September is almost finished, flights have been healthy although September slowed down. I’ll share my quaterly projection soon and remain bullish on the stock.
Nebius Price Target & Avride.
Funds and analysts continue to wake up to Nebius, with Northland setting up an outperform rating with a price target at $206, published after a meeting with the company’s management.
There are probably more to come as larger funds will also wake up to the name.
Secondly, Avride published a new post to celebrate their 100,000 delivery at OSU this year. The 114 deployed robots at the university completed 80,000 deliveries between January and April, the end of the academic year - around 20,000 per month, hence a pretty similar start for this academic year.
Those small robots will scale and Avride remains a pretty underrated subsidiary from Nebius to my opinion. Positive news.
Alibaba's Cloud Conference.
Management focused on their plan which can be resumed as an aggressive expansion geographically and in terms of technology, with aggressive investments.

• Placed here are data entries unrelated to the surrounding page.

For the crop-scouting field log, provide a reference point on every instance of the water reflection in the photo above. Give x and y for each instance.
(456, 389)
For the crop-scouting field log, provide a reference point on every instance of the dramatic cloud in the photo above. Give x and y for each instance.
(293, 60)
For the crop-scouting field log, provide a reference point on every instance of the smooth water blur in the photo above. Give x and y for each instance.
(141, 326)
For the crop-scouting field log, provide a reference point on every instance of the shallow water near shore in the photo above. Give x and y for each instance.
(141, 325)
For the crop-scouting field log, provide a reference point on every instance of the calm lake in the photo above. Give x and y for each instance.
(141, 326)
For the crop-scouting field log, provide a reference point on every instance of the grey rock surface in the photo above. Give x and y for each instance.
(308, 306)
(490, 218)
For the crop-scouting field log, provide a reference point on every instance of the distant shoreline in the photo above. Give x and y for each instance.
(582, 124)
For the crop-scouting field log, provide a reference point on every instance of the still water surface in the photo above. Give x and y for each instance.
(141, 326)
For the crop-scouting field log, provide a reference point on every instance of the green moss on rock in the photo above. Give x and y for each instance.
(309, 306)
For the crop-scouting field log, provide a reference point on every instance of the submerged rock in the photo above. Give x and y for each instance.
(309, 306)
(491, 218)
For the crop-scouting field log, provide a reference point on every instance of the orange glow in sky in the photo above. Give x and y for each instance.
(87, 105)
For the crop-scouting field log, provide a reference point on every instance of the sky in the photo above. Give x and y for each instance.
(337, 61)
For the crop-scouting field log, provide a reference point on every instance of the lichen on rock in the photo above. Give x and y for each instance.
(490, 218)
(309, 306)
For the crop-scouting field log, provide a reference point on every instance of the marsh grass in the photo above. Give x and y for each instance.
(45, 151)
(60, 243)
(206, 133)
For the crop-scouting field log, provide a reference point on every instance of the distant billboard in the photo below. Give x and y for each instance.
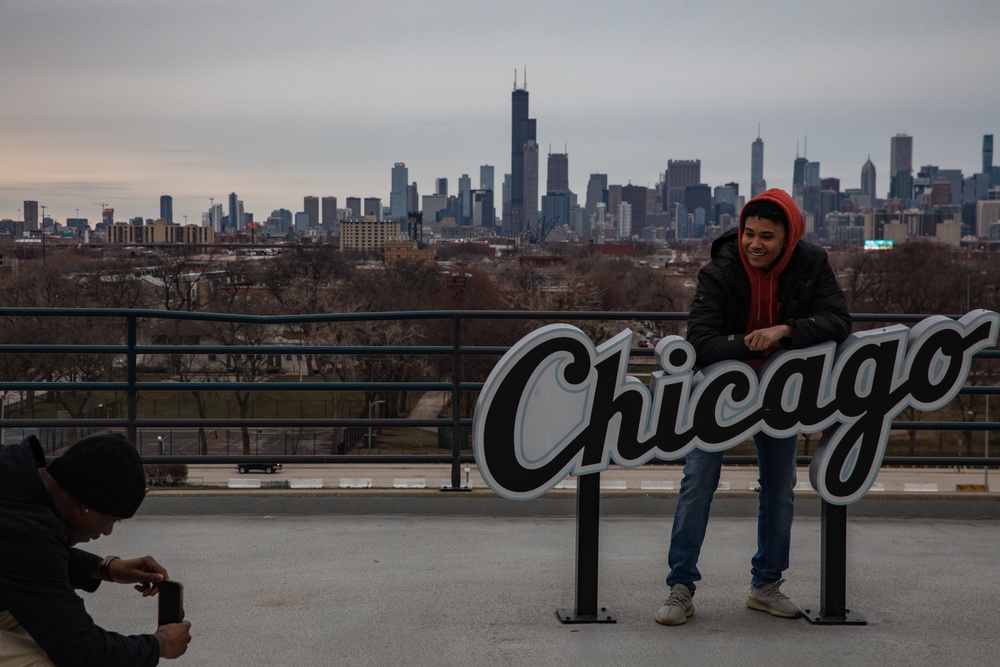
(878, 244)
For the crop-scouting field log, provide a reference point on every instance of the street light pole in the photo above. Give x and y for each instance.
(986, 453)
(370, 405)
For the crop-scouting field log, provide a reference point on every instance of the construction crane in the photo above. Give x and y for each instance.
(103, 205)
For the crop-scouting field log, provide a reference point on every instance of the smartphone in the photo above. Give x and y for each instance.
(171, 602)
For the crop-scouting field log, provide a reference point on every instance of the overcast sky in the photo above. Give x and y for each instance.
(121, 101)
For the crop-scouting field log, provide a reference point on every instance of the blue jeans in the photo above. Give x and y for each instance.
(776, 464)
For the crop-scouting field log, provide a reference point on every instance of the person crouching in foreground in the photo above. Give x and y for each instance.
(44, 513)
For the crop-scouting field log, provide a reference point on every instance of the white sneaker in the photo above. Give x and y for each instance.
(770, 599)
(678, 608)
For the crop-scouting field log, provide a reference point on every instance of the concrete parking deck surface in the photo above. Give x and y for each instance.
(419, 579)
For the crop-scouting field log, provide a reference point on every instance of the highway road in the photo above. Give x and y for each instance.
(645, 478)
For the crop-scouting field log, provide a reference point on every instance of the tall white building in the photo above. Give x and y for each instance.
(625, 220)
(757, 182)
(397, 196)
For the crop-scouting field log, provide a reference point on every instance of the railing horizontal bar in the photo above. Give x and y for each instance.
(405, 459)
(240, 386)
(234, 422)
(292, 350)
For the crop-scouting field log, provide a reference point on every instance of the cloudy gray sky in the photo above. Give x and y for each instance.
(121, 101)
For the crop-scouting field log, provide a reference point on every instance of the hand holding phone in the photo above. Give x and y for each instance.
(171, 602)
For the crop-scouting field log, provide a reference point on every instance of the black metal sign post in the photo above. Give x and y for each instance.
(588, 519)
(833, 570)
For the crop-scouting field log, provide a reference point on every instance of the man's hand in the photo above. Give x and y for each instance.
(765, 339)
(144, 572)
(173, 639)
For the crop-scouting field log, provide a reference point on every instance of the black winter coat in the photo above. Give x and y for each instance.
(39, 571)
(811, 302)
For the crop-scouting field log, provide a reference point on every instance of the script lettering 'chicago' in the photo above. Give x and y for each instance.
(555, 404)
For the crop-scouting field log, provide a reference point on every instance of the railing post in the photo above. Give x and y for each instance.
(456, 406)
(131, 393)
(833, 570)
(588, 519)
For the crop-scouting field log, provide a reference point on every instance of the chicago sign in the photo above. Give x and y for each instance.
(555, 404)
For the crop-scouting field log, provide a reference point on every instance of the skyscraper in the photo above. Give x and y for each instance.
(412, 199)
(757, 182)
(397, 196)
(529, 202)
(799, 175)
(557, 178)
(329, 213)
(311, 207)
(235, 212)
(901, 166)
(465, 195)
(354, 208)
(868, 178)
(522, 133)
(167, 209)
(988, 154)
(30, 214)
(486, 179)
(680, 174)
(635, 196)
(597, 191)
(373, 208)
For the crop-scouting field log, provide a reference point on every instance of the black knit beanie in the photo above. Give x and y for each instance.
(103, 472)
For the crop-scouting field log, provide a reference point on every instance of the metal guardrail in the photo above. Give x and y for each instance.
(131, 350)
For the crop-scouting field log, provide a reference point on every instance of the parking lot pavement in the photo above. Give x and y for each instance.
(383, 580)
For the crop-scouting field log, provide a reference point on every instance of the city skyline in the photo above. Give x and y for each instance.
(164, 104)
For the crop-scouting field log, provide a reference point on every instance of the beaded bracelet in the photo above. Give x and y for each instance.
(105, 568)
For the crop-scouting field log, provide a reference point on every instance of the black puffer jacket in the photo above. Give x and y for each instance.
(40, 570)
(812, 303)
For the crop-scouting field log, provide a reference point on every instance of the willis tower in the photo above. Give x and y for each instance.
(524, 175)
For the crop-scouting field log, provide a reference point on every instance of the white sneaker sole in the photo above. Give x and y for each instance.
(688, 613)
(754, 603)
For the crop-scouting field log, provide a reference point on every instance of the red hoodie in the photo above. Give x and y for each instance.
(764, 306)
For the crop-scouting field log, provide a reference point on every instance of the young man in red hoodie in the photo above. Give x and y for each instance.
(763, 290)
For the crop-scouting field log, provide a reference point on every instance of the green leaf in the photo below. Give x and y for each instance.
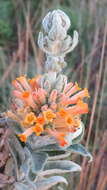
(78, 148)
(60, 166)
(49, 182)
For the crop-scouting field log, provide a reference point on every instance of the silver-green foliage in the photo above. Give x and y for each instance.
(40, 161)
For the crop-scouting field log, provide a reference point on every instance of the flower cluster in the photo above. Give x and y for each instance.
(41, 111)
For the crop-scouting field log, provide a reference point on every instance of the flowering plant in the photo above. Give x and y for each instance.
(48, 110)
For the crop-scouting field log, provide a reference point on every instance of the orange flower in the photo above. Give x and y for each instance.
(62, 112)
(27, 133)
(40, 120)
(38, 129)
(25, 94)
(30, 118)
(69, 120)
(49, 115)
(22, 137)
(59, 136)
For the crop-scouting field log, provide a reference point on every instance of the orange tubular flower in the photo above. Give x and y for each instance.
(27, 133)
(59, 136)
(38, 129)
(80, 108)
(68, 86)
(30, 118)
(54, 112)
(69, 120)
(74, 89)
(62, 112)
(40, 120)
(49, 115)
(16, 84)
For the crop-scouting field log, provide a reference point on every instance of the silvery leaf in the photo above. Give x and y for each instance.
(38, 161)
(60, 166)
(80, 149)
(49, 182)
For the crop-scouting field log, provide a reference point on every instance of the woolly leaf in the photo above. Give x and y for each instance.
(49, 182)
(38, 161)
(80, 137)
(21, 186)
(60, 166)
(78, 148)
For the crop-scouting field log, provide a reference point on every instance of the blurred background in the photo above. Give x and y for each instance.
(20, 23)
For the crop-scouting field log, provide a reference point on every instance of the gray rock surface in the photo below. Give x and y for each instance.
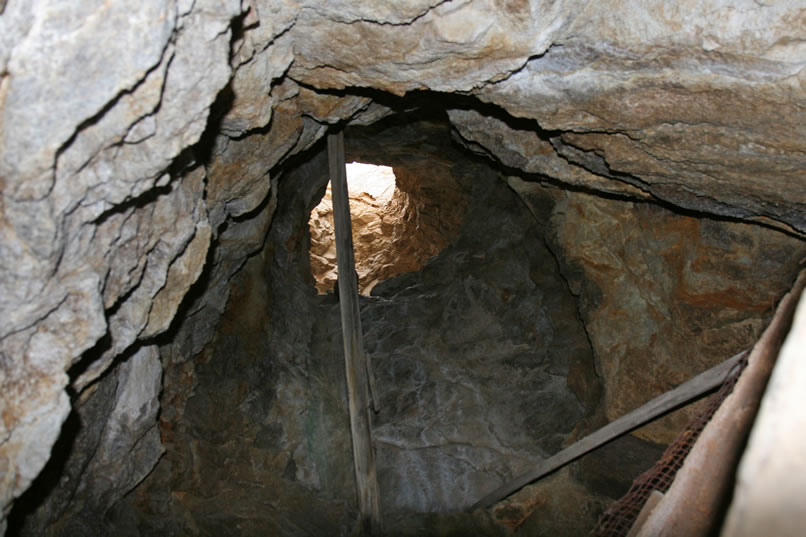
(124, 133)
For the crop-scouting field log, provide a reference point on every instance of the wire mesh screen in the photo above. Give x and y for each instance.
(619, 518)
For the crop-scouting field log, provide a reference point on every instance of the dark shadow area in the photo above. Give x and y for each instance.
(48, 479)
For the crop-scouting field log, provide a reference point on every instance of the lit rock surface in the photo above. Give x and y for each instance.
(691, 292)
(134, 139)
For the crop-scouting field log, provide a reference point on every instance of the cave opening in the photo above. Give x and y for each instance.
(389, 237)
(511, 318)
(551, 260)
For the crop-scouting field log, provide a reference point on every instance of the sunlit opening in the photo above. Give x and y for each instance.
(371, 189)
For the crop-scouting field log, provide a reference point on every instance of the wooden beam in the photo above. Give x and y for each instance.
(354, 357)
(684, 393)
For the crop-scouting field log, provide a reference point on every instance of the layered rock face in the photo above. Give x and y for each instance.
(141, 148)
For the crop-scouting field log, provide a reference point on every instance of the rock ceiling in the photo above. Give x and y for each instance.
(127, 138)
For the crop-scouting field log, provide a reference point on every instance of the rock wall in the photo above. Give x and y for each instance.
(134, 140)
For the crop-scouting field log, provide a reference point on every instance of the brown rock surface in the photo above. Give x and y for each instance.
(666, 296)
(134, 142)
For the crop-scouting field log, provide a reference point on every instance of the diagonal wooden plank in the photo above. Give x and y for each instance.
(354, 356)
(684, 393)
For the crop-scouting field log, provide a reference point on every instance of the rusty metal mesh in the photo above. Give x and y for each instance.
(619, 518)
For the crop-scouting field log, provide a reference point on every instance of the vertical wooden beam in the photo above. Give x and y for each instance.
(354, 357)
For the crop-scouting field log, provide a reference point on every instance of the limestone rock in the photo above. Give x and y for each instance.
(437, 49)
(94, 166)
(107, 447)
(666, 296)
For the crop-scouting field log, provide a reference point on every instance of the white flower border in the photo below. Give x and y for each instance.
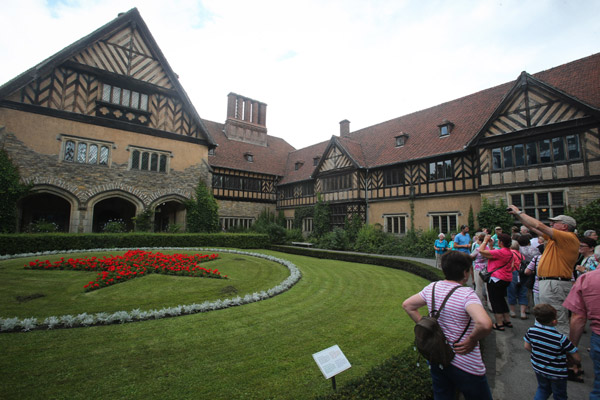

I also shared my opinion on their geographical expansions, which I am not a fan of but that’s only my personal opinion and the company didn’t start it yet.
Not sure they will push aggressively on this. Will have to wait and see how it goes, although the market likes the new, logically.
AsteraLabs vs Intel & Nvidia.
The market fears that the partnership between both ends up in competitive hardware to AsteraLabs’. I personally doubt it and would either way take years to get there.
I wouldn’t worry much and would love to use this fear as an entry point. It’s still too expensive and risky to me now, but the point might come when I’ll buy in.